First, the dollars. $6 million dollars through the end of the 2012-2013 season. That is a lot of money for a 34-year-old (35 in April) left wing and sometimes center with 8 goals, 19 assists, a -13 and .079 shooting percentage in 40 games. Elias has played with New Jersey his entire career. In the past 5 seasons, his goal totals have been 16, 21, 20, 31 and 19. Pretty underwhelming for the price.

But statistics don’t tell the whole story. While I would not put Elias in the category of a “leader” (though he does wear the “A”) or “elite”, he is a solid player and teammate and thrives in a team game on both ends of the ice. His -13 this season is more a reflection of the abortion of a franchise New Jersey has become since the Ilya Kovalchuk trade than Patrik’s defensive skills. He has been a plus player his entire career.

Elias does come with recent injury concerns. He underwent a hip / groin surgery in June of 2009. It limited him to only 58 games that season. He then suffered a concussion in January of 2010 that kept him out for 3 weeks.

The skill set is very much what you have seen is what you get. An exceptional stick handler. An accurate shot. The ability to find a seam, sometimes out of nowhere. He can skate but more than that, he is an intelligent skater. He has a nose for the open areas of the ice and when the shot is not there, Elias is quite adept at finding the open man. Think Ziggy Palffy, but bigger if you need a former Kings’ analogy. Patrik Elias generally elevates his game in the second half of the season and is a consistent and proven playoff performer. From 2000 through 2009, he has 102 playoff points, the most of any other NHL player during that time period. Much of this is history however. Elias has faded. He is not the player he was three or more seasons ago though we have all seen what a change in scenery can do.

How would he look on a line with Kopitar and Brown?

…I am going to pause for a moment so Surly can wipe the drool from his face as he reads this. You see, each time this subject comes up, Surly turns into a 13-year-old boy who just felt his first boob…

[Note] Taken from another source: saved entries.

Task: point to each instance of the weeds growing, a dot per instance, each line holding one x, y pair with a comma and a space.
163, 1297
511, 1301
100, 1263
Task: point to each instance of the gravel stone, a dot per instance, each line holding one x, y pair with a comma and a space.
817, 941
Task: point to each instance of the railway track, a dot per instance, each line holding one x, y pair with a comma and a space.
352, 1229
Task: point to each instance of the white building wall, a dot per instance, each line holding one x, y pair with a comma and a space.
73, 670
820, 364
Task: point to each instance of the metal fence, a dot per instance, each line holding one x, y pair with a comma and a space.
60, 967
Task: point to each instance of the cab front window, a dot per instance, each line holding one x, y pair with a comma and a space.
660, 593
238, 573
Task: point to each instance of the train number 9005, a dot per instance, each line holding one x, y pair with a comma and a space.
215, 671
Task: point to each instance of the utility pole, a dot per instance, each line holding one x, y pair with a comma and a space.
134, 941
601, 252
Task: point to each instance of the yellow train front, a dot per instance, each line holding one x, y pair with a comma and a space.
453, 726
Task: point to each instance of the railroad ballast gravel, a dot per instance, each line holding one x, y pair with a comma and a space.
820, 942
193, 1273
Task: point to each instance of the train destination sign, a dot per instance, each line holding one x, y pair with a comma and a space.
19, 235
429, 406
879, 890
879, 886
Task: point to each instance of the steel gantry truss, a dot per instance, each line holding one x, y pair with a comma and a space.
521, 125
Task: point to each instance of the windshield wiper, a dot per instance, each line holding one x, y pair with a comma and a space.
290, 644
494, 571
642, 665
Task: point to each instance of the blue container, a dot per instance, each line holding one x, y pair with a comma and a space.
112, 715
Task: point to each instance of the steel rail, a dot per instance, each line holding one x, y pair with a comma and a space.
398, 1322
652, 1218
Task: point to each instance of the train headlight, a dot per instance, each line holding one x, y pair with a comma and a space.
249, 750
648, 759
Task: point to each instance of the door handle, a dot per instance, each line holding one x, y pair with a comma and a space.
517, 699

He would look great. I have little doubt Elias can help the Kings, assuming he remains healthy but that is an assumption you make with any mid 30′s player in the NHL. Patrik Elias on Kopitar’s left would be the veteran, moderate to high skilled left wing that would find Kopitar open for shots on goal, give Anze the time and space to get in shooting position especially on the powerplay, get shots on net on a consistent basis that Brown would pick up and put in within or around the crease and rarely if ever hurt you defensively.

What’s the down side? Dollars. That $6 million guarantees that Handzus would not return after this season. It also poses questions on Williams, Ponikarovsky and Sturm, all of whom will be UFAs after this season. Of course, any trade for Patrik Elias would require some salary to go the other way whose cap hit, from Lamoriello’s perspective, would likely not last past this season. Care to guess who that may be?

For the record, I would be against this trade. I see him as a handicap from a salary perspective and do not put him in elite status to justify it. I am open to persuasion however. Elias on Kopitar’s wing intrigues me…now, if you’ll excuse me, I have to get Surly more tissue.